Un nombre croissant d’indicateurs ont dernièrement semblé indiquer que l’économie européenne pourrait être au bout de ses peines et se diriger vers une reprise plus robuste. Par exemple, si l’inflation européenne demeure certes nettement inférieure à l’objectif proche de 2 % de la BCE, il convient toutefois de souligner que le taux global en glissement annuel a en fait doublé en passant de 0,7 % en octobre 2019 à 1,4 % en janvier 2020. Même l’indice PMI manufacturier de la zone euro, l’une des principales sources de préoccupation des investisseurs européens en 2018, semble avoir atteint le creux de la vague en septembre 2019 et est désormais à nouveau sur une légère trajectoire ascendante. Le sentiment des investisseurs européens s’est également considérablement amélioré. Prenez, par exemple, l’indice Sentix du sentiment économique des investisseurs de la zone euro. Il a fortement rebondi depuis son point bas d’octobre 2019 et s’est hissé à son plus haut niveau en janvier 2020 depuis novembre 2018.

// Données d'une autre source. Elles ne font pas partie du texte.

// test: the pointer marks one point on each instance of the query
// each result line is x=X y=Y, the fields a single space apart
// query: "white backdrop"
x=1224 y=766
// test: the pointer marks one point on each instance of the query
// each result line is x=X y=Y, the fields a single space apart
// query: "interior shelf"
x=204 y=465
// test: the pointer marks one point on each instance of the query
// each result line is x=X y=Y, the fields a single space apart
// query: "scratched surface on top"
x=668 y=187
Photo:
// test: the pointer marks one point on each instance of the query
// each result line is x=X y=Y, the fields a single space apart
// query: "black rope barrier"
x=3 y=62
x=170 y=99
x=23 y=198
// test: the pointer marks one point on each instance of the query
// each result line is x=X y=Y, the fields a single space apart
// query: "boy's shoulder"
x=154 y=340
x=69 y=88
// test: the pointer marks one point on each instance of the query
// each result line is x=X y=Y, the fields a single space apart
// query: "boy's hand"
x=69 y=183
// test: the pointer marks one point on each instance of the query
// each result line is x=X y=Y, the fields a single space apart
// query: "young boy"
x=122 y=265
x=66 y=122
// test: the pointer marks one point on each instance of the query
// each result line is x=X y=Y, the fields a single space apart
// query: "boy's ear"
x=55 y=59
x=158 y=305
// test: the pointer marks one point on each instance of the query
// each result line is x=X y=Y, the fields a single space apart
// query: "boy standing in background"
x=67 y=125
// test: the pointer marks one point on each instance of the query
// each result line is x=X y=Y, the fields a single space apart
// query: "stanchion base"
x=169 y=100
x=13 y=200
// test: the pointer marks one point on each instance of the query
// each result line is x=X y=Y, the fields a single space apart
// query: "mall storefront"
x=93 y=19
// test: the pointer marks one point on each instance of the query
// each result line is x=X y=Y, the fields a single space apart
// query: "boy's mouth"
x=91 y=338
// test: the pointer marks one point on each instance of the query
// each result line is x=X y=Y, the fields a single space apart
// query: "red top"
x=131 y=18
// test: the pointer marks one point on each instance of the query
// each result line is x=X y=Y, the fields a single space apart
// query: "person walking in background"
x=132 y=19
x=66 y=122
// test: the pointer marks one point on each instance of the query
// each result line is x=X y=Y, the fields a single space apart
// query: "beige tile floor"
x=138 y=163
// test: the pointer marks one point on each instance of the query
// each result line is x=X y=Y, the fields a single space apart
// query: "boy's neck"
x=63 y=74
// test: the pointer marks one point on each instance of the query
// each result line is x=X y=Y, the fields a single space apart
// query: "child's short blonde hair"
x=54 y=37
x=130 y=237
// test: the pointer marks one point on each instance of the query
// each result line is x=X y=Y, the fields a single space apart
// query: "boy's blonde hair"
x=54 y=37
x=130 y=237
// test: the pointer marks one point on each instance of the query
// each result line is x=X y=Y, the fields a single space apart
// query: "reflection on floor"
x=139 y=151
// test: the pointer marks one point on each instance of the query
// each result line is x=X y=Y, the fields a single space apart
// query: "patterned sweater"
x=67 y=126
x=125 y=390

La question clé est bien sûr de savoir si l’Europe est réellement tirée d’affaire ou non. Je dirais qu’il est beaucoup trop tôt pour donner le signal de fin d’alerte. Premièrement, en dépit des récents signes de reprise, la croissance économique en Europe reste anémique et fragile. En fait, avec une croissance du PIB réel de seulement 0,1 %, le 4ème trimestre 2019 a constitué le plus mauvais trimestre dans la zone euro depuis le 1er trimestre 2013. Les économies de la France (-0,1 %) et de l’Italie (-0,3 %) se sont contractées. En outre, les risques de récession en Allemagne ont plus que jamais refait leur apparition. En glissement annuel, la production industrielle allemande a baissé de 6,8 % en décembre 2019, sa plus lourde chute depuis la crise financière mondiale. Ainsi, la situation pourrait bien ne pas être près de s’améliorer en Europe.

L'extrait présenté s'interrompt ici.